The outcome was that by skewing the sample of diaries used in favour of general retailers against specialist retailers, a less controversial record retained the number 1 slot over a record that would possibly throw the record industry into a bad light.
Did it happen? Well, it's very feasible, and a number of sources who were in the industry at that time have confirmed that the record companies were concerned about the situation, and even spoke to BMRB. But would BMRB have changed the diary selection? I don't know, and I suspect we'll never know.
Re:Pick Of The Pops - Jubilee Week, 1977 17 Years ago
The Sex Pistols, being officially anti-establishment, probably didn't care whether they topped the charts or not.
I'm not sure that they weren't just spoofing the entire Punk movement. John Lydon has hinted at such since, but he might have been tongue in cheek even then.
Re:Pick Of The Pops - Jubilee Week, 1977 10 Years, 10 Months ago
I remember several years ago that one of the BMRB board members of the time owned up and it was exactly as you had surmised. They took the 'executive decision' that a sales of a record sold in a record shop of that same label may have an unfair advantage in terms of advertising or promotion therefore they would exclude sales of say anything on the Virgin label sold in Virgin shops. It was a short-lived policy that only ran for the jubilee week and a week or two after.
Sorry don't have the link any more as it was probably six years ago.
Re:Pick Of The Pops - Jubilee Week, 1977 10 Years, 10 Months ago
On a "best selling hits" TV documentary not long ago Eric Hall, Promotions Chief at EMI in 1977, said he knew the sales figures for both records and that Rod genuinely outsold the Pistols that week.
You can see how that would be the case, the record buying public nearly always chose safe, comfortable music over anything edgy. Witness Engelbert's 'The Last Waltz' outselling The Beatles 'Strawberry Fields Forever' ten years before.
Re:Pick Of The Pops - Jubilee Week, 1977 10 Years, 10 Months ago
This very old thread from over 6 years ago, now revived, has had over 55,000 views in its long and prosperous life. Isn't The Net a weird yet wonderful thing?
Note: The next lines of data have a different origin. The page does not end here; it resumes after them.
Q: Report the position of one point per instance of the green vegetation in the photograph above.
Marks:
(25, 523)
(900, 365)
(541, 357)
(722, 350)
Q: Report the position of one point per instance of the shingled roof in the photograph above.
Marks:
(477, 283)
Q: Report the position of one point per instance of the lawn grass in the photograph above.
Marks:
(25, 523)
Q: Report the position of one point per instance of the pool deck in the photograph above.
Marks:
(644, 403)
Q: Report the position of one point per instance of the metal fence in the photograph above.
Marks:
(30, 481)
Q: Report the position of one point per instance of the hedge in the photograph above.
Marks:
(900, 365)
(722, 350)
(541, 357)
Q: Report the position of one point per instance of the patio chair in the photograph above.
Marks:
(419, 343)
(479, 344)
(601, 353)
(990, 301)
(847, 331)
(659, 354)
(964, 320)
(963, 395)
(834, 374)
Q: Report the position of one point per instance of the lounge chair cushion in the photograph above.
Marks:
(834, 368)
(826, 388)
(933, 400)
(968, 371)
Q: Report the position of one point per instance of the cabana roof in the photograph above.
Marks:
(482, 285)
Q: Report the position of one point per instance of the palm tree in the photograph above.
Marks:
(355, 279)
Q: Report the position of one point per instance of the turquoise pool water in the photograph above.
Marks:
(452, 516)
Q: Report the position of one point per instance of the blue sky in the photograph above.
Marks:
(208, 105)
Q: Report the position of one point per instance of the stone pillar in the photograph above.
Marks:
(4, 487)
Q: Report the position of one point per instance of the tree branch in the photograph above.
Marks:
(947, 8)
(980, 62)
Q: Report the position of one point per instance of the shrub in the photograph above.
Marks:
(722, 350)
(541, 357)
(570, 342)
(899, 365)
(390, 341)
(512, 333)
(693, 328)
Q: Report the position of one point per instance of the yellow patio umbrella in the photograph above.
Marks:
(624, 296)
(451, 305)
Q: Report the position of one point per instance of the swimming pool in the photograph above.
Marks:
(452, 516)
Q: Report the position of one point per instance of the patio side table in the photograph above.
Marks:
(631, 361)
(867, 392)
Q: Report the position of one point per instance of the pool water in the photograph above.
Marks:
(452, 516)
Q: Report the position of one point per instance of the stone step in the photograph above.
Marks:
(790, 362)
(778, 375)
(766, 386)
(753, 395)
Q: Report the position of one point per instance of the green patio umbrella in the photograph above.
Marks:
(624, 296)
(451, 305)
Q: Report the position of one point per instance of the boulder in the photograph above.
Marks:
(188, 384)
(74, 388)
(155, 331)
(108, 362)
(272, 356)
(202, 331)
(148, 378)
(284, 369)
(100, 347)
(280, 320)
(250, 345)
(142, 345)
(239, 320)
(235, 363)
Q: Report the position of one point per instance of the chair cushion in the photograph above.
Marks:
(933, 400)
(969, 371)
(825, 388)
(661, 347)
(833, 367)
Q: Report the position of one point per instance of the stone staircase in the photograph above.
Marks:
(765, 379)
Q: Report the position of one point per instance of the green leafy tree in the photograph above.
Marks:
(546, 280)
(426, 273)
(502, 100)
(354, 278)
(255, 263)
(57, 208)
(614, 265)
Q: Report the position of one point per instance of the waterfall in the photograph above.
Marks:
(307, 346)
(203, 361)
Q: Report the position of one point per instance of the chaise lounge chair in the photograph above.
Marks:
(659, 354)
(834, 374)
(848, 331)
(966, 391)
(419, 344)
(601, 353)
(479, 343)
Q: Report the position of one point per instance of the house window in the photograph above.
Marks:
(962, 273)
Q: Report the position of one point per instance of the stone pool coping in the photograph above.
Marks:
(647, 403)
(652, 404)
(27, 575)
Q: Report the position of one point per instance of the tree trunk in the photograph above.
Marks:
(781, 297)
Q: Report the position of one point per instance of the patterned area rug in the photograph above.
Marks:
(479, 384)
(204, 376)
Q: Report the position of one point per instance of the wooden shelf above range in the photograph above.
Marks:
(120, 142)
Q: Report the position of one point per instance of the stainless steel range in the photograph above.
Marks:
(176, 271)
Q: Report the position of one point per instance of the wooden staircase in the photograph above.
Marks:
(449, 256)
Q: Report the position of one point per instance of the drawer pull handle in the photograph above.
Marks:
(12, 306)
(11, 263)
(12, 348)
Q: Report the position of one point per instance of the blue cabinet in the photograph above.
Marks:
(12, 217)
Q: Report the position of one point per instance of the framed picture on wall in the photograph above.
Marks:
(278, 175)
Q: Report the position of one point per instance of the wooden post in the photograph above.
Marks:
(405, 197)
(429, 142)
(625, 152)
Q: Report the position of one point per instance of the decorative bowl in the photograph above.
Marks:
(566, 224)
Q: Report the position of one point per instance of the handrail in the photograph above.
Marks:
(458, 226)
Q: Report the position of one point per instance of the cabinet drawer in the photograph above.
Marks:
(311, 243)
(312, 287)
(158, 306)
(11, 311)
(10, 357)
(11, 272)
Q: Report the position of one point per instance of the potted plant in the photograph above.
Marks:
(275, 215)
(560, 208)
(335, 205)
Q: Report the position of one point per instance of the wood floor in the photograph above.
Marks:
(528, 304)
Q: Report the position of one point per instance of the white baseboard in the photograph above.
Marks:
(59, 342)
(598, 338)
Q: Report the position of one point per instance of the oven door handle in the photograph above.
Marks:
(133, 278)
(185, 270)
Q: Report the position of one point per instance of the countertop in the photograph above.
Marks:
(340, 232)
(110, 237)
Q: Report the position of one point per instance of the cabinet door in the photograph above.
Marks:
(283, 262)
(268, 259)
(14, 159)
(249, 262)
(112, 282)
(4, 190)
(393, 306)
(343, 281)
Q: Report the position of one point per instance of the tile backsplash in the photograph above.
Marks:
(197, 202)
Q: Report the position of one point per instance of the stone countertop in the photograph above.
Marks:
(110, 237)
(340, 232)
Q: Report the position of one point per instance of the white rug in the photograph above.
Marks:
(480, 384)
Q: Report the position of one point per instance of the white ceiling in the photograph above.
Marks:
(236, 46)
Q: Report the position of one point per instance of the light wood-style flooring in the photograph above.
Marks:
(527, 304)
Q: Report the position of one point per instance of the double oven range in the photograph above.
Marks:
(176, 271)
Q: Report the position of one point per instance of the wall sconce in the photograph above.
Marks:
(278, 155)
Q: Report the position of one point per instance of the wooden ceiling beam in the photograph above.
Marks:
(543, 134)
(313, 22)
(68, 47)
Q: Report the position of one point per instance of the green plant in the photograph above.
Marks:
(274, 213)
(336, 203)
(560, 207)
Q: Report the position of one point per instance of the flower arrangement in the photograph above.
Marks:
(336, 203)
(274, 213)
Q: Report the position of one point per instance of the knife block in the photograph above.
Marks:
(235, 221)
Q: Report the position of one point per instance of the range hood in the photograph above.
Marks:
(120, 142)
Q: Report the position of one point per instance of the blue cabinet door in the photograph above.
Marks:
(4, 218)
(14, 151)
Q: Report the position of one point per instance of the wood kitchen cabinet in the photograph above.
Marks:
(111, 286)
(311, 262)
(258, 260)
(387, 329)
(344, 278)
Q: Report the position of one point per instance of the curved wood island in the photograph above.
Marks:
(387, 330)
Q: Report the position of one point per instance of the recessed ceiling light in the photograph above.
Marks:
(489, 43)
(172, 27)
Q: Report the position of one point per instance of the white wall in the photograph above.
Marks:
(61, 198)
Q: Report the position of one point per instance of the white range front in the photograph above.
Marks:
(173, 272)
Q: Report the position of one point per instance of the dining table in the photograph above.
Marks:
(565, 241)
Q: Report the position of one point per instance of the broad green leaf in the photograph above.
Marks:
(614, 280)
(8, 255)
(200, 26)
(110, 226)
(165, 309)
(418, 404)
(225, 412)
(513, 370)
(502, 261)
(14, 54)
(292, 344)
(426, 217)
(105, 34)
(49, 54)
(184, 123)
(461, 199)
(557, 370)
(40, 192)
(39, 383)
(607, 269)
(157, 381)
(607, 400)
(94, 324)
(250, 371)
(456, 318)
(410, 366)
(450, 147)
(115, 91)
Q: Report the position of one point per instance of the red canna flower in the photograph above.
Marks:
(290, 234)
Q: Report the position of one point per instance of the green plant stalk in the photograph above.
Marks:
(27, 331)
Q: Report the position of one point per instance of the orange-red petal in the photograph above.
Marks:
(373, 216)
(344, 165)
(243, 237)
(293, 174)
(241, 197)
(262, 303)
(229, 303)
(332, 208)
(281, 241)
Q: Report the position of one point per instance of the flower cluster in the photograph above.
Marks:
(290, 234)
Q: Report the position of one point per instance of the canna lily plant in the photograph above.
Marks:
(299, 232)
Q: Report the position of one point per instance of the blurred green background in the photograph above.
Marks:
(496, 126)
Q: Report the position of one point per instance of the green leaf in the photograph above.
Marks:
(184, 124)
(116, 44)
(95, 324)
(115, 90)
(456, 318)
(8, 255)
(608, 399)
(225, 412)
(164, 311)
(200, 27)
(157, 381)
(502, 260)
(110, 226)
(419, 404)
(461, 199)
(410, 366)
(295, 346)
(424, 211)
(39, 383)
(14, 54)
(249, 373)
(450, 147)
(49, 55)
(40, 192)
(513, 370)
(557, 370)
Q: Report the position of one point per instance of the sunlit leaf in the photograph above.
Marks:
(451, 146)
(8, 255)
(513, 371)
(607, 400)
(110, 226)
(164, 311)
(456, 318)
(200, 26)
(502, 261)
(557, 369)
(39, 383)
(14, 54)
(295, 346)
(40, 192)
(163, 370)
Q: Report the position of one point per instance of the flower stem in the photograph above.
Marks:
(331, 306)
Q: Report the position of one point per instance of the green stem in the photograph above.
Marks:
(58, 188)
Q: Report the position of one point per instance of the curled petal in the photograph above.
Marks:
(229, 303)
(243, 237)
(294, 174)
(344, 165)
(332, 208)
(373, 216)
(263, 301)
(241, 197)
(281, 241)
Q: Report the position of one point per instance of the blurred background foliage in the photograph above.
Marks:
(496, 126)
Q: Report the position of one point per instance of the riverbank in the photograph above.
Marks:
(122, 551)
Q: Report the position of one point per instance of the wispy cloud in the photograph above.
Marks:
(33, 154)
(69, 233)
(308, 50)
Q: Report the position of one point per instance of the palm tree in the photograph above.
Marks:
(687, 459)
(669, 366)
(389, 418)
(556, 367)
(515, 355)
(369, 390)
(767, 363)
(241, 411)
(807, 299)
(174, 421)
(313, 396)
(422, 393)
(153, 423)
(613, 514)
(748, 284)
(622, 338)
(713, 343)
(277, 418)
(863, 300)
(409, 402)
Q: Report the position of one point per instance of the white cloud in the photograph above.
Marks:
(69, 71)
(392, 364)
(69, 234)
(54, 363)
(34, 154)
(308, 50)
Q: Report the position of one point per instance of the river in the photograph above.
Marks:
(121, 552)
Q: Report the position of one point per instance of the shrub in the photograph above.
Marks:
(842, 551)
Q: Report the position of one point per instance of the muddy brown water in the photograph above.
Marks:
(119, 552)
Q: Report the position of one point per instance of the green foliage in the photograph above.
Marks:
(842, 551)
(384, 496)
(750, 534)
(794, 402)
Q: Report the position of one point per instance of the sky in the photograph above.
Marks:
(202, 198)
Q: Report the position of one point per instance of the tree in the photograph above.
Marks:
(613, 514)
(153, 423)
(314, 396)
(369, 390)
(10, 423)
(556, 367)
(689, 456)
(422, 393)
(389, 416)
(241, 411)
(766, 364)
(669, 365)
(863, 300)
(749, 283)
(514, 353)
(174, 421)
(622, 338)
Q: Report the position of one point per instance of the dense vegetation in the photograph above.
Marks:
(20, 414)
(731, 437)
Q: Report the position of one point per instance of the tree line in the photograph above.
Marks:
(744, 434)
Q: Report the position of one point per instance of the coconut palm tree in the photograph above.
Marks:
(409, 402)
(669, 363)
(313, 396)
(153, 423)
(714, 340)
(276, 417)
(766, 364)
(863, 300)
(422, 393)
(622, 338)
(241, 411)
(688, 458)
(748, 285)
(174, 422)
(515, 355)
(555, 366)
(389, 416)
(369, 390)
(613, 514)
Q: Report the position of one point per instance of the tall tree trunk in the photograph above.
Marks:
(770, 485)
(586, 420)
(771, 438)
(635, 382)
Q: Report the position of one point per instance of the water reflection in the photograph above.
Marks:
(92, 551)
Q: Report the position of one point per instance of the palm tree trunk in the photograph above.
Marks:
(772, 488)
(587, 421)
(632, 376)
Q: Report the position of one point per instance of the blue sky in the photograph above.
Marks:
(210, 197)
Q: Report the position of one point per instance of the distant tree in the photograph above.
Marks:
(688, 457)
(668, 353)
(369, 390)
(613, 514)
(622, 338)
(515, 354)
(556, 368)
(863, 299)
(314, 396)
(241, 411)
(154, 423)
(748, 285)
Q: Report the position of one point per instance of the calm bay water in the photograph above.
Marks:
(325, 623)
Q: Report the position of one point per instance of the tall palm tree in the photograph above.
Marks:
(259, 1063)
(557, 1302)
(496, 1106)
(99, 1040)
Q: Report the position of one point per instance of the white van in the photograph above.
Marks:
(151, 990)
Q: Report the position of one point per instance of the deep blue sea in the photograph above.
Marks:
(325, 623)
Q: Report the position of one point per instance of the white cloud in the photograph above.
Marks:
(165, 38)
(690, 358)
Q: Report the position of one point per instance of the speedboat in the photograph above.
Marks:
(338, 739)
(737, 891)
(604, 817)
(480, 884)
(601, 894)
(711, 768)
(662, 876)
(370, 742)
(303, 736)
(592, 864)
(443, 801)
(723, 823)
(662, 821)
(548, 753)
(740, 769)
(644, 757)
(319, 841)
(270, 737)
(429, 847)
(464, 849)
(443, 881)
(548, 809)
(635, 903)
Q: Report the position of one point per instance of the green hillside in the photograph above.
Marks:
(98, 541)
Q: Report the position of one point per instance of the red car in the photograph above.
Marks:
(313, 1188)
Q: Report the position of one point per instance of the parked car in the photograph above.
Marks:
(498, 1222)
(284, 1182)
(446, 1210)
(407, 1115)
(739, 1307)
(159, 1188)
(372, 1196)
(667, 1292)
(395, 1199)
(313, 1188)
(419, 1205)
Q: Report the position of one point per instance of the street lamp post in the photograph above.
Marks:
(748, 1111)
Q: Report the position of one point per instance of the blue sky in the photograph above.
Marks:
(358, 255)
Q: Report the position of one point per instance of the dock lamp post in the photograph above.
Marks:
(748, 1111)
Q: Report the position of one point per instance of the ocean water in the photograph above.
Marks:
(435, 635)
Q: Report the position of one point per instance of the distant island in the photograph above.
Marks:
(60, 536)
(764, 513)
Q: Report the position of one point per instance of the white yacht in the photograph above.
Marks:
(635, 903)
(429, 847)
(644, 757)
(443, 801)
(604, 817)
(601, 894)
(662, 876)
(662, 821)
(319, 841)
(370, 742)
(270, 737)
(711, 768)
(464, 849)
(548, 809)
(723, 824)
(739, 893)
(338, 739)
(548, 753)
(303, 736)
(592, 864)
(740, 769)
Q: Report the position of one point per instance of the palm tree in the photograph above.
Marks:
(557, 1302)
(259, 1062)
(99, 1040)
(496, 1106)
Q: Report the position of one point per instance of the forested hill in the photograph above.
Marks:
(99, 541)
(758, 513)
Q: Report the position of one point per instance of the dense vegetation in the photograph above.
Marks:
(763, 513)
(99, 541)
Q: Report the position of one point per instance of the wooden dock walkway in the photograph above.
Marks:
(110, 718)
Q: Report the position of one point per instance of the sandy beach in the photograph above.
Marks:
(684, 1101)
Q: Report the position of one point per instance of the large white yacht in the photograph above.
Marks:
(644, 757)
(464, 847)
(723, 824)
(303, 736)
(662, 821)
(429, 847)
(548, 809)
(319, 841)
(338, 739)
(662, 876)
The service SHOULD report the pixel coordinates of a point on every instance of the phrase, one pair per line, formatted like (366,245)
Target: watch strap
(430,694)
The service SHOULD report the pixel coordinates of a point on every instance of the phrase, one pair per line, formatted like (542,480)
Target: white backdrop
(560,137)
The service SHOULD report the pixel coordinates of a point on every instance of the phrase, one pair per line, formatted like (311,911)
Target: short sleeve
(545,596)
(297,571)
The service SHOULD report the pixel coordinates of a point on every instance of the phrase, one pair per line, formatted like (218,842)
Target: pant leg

Re:Pick Of The Pops - Jubilee Week, 1977 10 Years, 10 Months ago
NCS wrote: On a "best selling hits" TV documentary not long ago Eric Hall, Promotions Chief at EMI in 1977, said he knew the sales figures for both records and that Rod genuinely outsold the Pistols that week.
You can see how that would be the case, the record buying public nearly always chose safe, comfortable music over anything edgy. Witness Engelbert's 'The Last Waltz' outselling The Beatles 'Strawberry Fields Forever' ten years before.
How would Eric Hall know the Sales Figures? The only organisation collating such data was BMRB. Shops didn't have EPoS in those days. Ship out figures wouldn't account for any unsold stock, and anyhow, Rod was shipped by WEA and my recollection is that CBS were distributing Virgin at the time - So EMI wouldn't even have access to the figures.